31 Jan , 2025 By : Debdeep Gupta
Kalyan Jewellers India Limited shares gained as much as 10 per cent in early trading on Friday, January 31, following its Q3FY25 results announcement on Thursday.
At 10:07 am, the shares of Kalyan Jewellers India Limited were trading at Rs 484.70 apiece, 10 per cent higher.
Kalyan Jewellers reported a strong performance for Q3FY25, with consolidated net profit rising 21 per cent year-on-year to Rs 218.82 crore, up from Rs 180.61 crore in the same quarter last year. Revenue surged 39.5 per cent to Rs 7,286.88 crore, compared to Rs 5,223.08 crore in Q3FY24.
The company’s India operations saw a notable increase in profit after tax (PAT), reaching Rs 218 crore, up from Rs 168 crore in the previous year. Adjusting for the inventory loss due to a customs duty reduction, the PAT growth would be an impressive 54 per cent.
Despite the sharp 40 per cent decline in the stock price this month, Kalyan Jewellers’ shares have now hit the upper circuit limit after the announcement of these results.
Ramesh Kalyanaraman, executive director, of Kalyan Jewellers India, said about the earnings for Q3FY25, “We are extremely excited with the way the current year has progressed. The current quarter has started well despite the volatility in gold prices. We are upbeat about the ongoing wedding season and expect to end the financial year on a strong note. We are on track for the launch of 30 Kalyan showrooms and 15 Candere showrooms in India during the current quarter."

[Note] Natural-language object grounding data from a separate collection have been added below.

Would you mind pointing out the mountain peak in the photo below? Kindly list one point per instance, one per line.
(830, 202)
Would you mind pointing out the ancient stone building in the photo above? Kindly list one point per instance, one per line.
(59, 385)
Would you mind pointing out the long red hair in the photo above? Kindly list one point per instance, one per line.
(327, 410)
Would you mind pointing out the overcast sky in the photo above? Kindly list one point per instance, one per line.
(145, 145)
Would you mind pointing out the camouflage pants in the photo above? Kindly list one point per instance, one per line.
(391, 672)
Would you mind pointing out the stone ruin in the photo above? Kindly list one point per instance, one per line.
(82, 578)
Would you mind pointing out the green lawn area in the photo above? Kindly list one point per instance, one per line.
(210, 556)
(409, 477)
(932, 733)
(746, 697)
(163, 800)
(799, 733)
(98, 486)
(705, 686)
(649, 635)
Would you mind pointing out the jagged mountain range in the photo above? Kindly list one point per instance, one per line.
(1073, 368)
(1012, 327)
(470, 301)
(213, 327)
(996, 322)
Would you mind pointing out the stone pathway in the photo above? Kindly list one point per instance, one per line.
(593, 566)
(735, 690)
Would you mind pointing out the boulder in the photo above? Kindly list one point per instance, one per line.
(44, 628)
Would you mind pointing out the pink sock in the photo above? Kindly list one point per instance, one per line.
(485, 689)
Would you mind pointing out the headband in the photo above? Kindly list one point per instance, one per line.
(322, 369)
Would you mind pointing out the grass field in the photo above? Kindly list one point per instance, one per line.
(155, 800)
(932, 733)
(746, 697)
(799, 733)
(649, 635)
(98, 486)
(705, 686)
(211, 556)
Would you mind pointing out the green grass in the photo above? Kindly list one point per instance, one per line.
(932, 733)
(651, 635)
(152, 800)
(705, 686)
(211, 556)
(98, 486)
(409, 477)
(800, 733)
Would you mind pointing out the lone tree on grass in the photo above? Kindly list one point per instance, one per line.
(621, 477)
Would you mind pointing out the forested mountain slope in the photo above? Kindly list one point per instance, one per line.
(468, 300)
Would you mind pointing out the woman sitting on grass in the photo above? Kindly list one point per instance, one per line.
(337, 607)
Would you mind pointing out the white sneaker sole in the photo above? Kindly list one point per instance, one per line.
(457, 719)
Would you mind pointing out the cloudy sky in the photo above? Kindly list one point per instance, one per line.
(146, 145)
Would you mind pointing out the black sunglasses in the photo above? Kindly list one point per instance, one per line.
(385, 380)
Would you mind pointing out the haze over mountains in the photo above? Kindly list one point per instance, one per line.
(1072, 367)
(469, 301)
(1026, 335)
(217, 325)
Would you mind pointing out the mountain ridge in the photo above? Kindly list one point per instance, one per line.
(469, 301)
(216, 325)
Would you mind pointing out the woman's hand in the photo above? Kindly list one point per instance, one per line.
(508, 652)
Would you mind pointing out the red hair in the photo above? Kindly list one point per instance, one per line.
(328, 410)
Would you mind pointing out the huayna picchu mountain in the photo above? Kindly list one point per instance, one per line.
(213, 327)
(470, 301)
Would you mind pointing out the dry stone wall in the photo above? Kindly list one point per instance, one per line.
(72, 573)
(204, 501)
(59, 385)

During the earnings conference call for Q3FY25, Kalyan Jewellers management indicated that EBITDA margins may decline in the near term due to the company’s focus on expanding its FOCO (Franchise Owned, Company Operated) model. However, following debt repayments, Kalyan Jewellers plans to resume expansion of company-owned stores starting in FY27. The management expects the revenue share between franchise-owned and company-owned stores to reach a balanced 50:50 by FY27. Candere’s revenue is expected to reach Rs 1,000 crore within the next three to four years. EBITDA margins are expected to stabilize at around 6 per cent by FY27.